LHSC's attorney Domenic E. Pacitti of Klehr Harrison Harvey Branzburg LLP said Wednesday that the administrative expense assumption amounted to a potential blank check for attorneys representing unsecured creditors of the company.
 
“It’s certainly not something we’ve agreed to,” Pacitti said before a court recess and negotiations that produced the $2 million set-aside.
 
Sungevity had filed for Chapter 11 on March 14, about three months after a planned acquisition by Boston private equity firm Easterly Capital at an initial, $350 million price tag fell through and pushed the rooftop solar company into a liquidity crisis.
 
The company arrived in Judge Gross’ court with nearly $170 million in debt and a proposed mid-April stalking horse sale with LHSC, a joint venture of Northern Pacific and Hercules. Not included in the plan, however, was the proposal for buyer-shouldering of bankruptcy expenses
 
Sungevity’s official unsecured creditors committee already had objected to bid procedures as too fast, too favorable to LHSC and likely to discourage any other offers. The committee also warned that the case could fizzle into insolvency under current plans.
 
Timetables approved Wednesday added three days to some deadlines but still call for an April 10 bid deadline, an April 12 auction and a sale hearing on April 17, a month after the start of the case.
 
Sungevity’s attorneys said the company had been marketed extensively during sale efforts before the bankruptcy filing and was in dire straits.
 
“Every week we sit in bankruptcy and we can’t close a sale, we’re burning hundreds of thousands of dollars,” Jonathan I. Levine of Morrison & Foerster LLP said. “Absent a sale, the option is to shutter the doors.”
 
The committee's attorney Steven D. Pohl of Brown Rudnick LLP said that questions remain about the value and status of the company’s assets and that more review time would benefit unsecured creditors.
 
“What we have here, as the court knows, is a DIP-to-sale, where a creditor is a DIP [source] and credit bidder,” Pohl said. “They’re in effect using the process to grab whatever unencumbered assets might have been available for the [committee] before the DIP went in for their own benefit.”
 
Pacitti disputed that description, saying, “What’s going on here is the debtor had an opportunity — and there was only one opportunity — to maximize value.

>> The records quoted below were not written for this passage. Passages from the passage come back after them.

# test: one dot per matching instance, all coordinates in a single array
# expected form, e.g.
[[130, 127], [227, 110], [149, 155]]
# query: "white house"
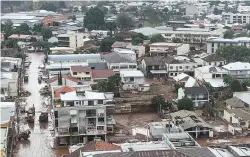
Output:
[[238, 69], [133, 80], [72, 40], [179, 64], [9, 84], [126, 53], [169, 48], [214, 43], [236, 17], [199, 95], [118, 63], [211, 74], [138, 49]]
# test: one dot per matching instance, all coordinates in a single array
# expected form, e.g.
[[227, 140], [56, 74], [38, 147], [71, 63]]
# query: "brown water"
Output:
[[38, 143]]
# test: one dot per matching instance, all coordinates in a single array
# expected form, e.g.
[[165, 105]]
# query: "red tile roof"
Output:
[[63, 89], [102, 73], [80, 69]]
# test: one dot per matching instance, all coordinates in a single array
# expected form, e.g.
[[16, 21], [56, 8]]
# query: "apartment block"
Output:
[[80, 117]]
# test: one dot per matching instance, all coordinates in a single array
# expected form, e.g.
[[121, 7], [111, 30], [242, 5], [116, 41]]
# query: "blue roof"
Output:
[[81, 57]]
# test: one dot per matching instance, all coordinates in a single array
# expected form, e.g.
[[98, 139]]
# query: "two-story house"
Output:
[[154, 66], [180, 64], [80, 117], [119, 63], [138, 49], [212, 75], [199, 95], [163, 49], [238, 69], [80, 72], [133, 80]]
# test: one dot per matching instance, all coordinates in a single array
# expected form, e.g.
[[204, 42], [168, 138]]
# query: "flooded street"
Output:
[[38, 144]]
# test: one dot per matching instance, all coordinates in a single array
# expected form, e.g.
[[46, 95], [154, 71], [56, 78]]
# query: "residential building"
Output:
[[212, 75], [80, 72], [168, 48], [214, 43], [57, 63], [154, 66], [101, 74], [191, 123], [119, 44], [80, 117], [26, 38], [191, 10], [243, 96], [235, 102], [66, 80], [138, 49], [133, 80], [72, 40], [61, 49], [186, 80], [238, 119], [9, 84], [119, 63], [199, 95], [238, 69], [214, 60], [180, 140], [125, 53], [179, 64], [236, 18], [156, 129], [7, 127]]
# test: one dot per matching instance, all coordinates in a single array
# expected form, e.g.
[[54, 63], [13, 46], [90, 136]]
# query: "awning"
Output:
[[158, 71]]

It seized upon it.”
 
Sungevity is represented by M. Blake Cleary, Jaime Luton Chapman and Kenneth A. Listwak of Young Conaway Stargatt & Taylor LLP and Jonathan I. Levine, Jennifer L. Marines, Melissa A. Hager and Erica J. Richards of Morrison & Foerster LLP.
 
The DIP lenders are represented by Domenic E. Pacitti of Klehr Harrison Harvey Branzburg LLP and Brad Weiland and Cristine Pirro of Kirkland & Ellis LLP.
 
The Official unsecured creditors committee is represented by Jeffrey R. Waxman and Eric J. Monzo of Morris James LLP and Steven D. Pohl, Sunni P. Beville and Christopher M. Floyd of Brown Rudnick LLP.
 
The U.S. trustee's office is represented by Linda J. Casey.
 
The case is In re: Sungevity Inc. et al., case number 1:17-bk-10561, in the U.S. Bankruptcy Court for the District of Delaware.